My senses are pretty overwhelmed. Travel is a tough thing. I wonder if it gets easier the longer you do it? Or the longer you stay in one place? Or the older your kids get? Or maybe it makes a difference if you travel with a friend or spouse with whom you can share the newness of it all. I feel like maybe it's like learning to ride a bike--you fall off, time and again. You feel unsteady on your wheels. You rely on training wheels or your dad to hold you up. Then one day you get on and go--and eventually you don't really remember how you ever got to this place or what it felt like to be scared of trying.
It's disorienting to be without my people--my husband and kids. They are my compass. They point me in the direction I need to go: school, work, mealtime, laundry time, cleaning time, snuggle time, bedtime. I am discovering possibly for the first time how much energy I expend outward, away from myself. Partly because of the nature of being responsible for others, and maybe now I think partly because it's easier to focus on anything but what's inside me.
I sit at this coffee shop alone while my friend teaches Cloud School, her inventive solution to a poor education system in her village. She gathers four children together in a garage. While they work, I sit and practice being alone. I write. And think.
I find myself having ADD--like when intro to meditate and after 10 seconds or so start to panic: what if I can't sit here the whole time? What if my nose itches? What if everyone else has some kind of epiphany and i don't hear anything? What if I'm not equipped to do this?
But what if the question really is how to be ok with focusing on my nose itching?

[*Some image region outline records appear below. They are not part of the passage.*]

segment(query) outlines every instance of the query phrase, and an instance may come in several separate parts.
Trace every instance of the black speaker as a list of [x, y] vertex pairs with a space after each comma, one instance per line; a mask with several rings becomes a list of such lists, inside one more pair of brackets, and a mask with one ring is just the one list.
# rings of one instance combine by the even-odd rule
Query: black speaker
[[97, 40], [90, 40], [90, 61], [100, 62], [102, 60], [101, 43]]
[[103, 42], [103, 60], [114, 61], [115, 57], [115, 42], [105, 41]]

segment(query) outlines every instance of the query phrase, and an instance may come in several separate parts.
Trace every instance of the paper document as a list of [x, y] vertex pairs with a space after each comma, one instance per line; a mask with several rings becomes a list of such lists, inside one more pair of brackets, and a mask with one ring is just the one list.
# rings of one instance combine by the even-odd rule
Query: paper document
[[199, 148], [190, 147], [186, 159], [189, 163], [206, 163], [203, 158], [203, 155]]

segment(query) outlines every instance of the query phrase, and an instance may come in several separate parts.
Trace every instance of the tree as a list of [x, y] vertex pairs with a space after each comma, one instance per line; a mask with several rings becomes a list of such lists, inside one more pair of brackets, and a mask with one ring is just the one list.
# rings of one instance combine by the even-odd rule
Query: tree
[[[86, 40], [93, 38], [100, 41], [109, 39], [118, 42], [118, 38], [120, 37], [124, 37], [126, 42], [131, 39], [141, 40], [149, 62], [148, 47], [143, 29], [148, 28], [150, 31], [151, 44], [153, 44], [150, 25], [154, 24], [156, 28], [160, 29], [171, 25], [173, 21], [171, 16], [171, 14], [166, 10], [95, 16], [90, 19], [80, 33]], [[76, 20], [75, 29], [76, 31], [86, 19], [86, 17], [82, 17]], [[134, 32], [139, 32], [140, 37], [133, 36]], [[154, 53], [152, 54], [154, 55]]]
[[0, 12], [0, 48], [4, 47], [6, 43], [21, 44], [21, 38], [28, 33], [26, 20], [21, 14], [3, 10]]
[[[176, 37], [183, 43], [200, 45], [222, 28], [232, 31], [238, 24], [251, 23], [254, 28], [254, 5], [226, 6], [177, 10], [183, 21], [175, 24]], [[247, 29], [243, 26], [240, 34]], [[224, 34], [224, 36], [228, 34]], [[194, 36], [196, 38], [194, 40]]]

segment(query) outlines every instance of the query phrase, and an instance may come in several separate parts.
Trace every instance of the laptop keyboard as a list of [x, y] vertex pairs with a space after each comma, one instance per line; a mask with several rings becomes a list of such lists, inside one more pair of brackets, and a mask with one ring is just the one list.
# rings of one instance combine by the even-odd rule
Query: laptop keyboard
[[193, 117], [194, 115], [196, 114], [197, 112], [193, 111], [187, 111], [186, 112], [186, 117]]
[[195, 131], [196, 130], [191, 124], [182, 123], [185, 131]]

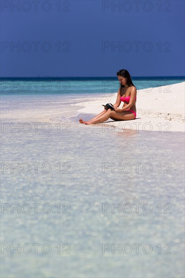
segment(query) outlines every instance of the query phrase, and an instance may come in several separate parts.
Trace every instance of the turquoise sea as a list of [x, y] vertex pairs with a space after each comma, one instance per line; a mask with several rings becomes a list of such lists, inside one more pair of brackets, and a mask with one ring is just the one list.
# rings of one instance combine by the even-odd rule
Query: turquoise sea
[[116, 78], [0, 85], [1, 276], [184, 277], [184, 134], [78, 124]]

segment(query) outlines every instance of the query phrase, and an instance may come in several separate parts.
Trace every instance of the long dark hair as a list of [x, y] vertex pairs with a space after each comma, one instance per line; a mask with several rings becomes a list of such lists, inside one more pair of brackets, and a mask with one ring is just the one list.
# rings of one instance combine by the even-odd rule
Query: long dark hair
[[[125, 77], [126, 79], [126, 83], [128, 86], [128, 87], [130, 87], [130, 86], [134, 86], [135, 87], [135, 85], [134, 85], [132, 83], [132, 80], [131, 79], [131, 75], [128, 72], [128, 71], [125, 69], [120, 70], [117, 73], [117, 76], [122, 76], [123, 77]], [[124, 87], [124, 85], [122, 85], [120, 83], [120, 89]]]

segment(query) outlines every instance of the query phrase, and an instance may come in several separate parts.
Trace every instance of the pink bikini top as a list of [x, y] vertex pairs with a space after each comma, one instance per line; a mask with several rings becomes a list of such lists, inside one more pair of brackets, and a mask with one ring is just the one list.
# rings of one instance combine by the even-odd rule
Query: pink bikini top
[[[124, 98], [123, 97], [121, 97], [120, 99], [121, 101], [123, 102], [129, 102], [130, 99], [130, 97], [125, 97], [125, 98]], [[135, 97], [135, 100], [136, 99], [136, 97]]]

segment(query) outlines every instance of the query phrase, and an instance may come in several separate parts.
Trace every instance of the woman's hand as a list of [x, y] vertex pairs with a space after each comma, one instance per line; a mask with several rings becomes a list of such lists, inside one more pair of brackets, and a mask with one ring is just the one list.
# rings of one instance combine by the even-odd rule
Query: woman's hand
[[119, 107], [114, 107], [114, 110], [116, 111], [116, 112], [121, 112], [121, 109], [120, 108], [119, 108]]

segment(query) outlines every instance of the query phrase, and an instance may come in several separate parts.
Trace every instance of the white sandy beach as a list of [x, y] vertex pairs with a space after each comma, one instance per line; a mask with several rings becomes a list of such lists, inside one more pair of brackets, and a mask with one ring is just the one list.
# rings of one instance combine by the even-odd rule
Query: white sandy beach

I look around. There are dogs. Lots of dogs. Everywhere. A tall, white man in cut-off teal pants walks wih his arm around a dark-skinned man with dreads tucked inside a woven hat with colors from the African flag on it. Across the street, a man in the wine store parking lot stares at me--for longer than I'm comfortable being stared at. I look up again and he's gone. Another man has taken his place, this one leaning on an aluminum crutch, struggling to take every step. His scruffy canine companion follows closely by his side, pauses to check the scent on a nearby rock. An Indonesian man at the table next to me lights one Pall Mall cigarette after another while his dog barks at every passerby. A blue vintage Mercedes drives slowly by. The clouds hang low on the mountains in front of me. I hear German, English, and Afrikaans--they intertwine and hang in the air.
Yes, maybe focusing on the itch is what will ground me.